Varnish configuration
- Use a malloc backend, 10GiB in size. (See /etc/default/varnish on a Debian based system). Configure to use “-s malloc,10G” as a startup parameter. Before using the ‘malloc’ backend (and using the default file backend) there was no improvement in I/O and performance problems persisted.
- Ignore cookies for all javascript, images and stylesheets to improve the cache hit rate
- Ignore query parameters on all images, javascript and stylesheets – again to improve caching
- Force a future expiry date on static assets to encourage browser side caching of files
- Ignore all cookies for HTML/PHP content, unless they contain “wordpress_logged_in” – which is a suitable indication that the end user is authenticated.

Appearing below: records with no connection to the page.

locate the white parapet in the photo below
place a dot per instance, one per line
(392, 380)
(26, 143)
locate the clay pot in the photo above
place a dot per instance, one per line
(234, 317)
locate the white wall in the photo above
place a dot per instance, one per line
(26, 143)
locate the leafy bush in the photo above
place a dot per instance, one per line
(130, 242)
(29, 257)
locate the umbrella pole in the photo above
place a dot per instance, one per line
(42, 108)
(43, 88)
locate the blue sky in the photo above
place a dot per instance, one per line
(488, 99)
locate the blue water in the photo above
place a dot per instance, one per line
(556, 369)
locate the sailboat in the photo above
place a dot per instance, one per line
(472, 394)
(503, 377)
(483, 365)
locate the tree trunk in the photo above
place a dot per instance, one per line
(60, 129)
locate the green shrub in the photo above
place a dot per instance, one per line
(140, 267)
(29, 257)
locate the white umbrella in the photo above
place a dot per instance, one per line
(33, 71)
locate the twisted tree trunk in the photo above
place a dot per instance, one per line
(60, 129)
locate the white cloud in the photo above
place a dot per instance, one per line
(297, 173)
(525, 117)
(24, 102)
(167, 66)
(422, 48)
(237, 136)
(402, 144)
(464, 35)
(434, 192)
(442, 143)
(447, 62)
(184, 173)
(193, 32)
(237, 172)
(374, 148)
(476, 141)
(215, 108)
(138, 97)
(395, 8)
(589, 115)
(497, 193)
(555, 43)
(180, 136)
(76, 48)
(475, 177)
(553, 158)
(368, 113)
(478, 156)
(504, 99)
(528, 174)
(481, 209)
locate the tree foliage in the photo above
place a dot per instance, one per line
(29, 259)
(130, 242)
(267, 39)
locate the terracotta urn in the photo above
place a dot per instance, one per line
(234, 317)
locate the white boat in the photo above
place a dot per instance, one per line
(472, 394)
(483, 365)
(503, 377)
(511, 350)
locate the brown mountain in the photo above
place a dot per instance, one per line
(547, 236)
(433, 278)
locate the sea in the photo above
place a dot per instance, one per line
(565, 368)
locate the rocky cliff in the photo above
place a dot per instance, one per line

- Add a backend health probe – so Varnish can display a suitable error page to end users – rather than showing either a Apache/Wordpress error message or timing out.
Pretty Pictures
Here are some graphs taken from the server, which give some idea of the impact Varnish has had.
Firstly, we have the number of accesses registered by Apache – before and after Varnish was introduced. Because Varnish sits infront of Apache, when it is introduced the workload of Apache drops.
This next graph shows the hit rate logged by Varnish – i.e. the number of hits per second it deals with. As varnish is made ‘live’ it’s hit-rate increases while Apache’s decreases.
Before the 07th, Varnish was only accessible for testing, on/after the 7th the site’s DNS entries were changed to route traffic through Varnish. Further configuration changes were made to improve the cache hit rate.
Finally, we have the I/O graph – note how initially varnish doesn’t help with the I/O load on the server (if anything it makes it worse between the 7th and 10th).
On the 10th Varnish was reconfigured to use the malloc backend – at which point the I/O load drops down and appears to remain more consistent.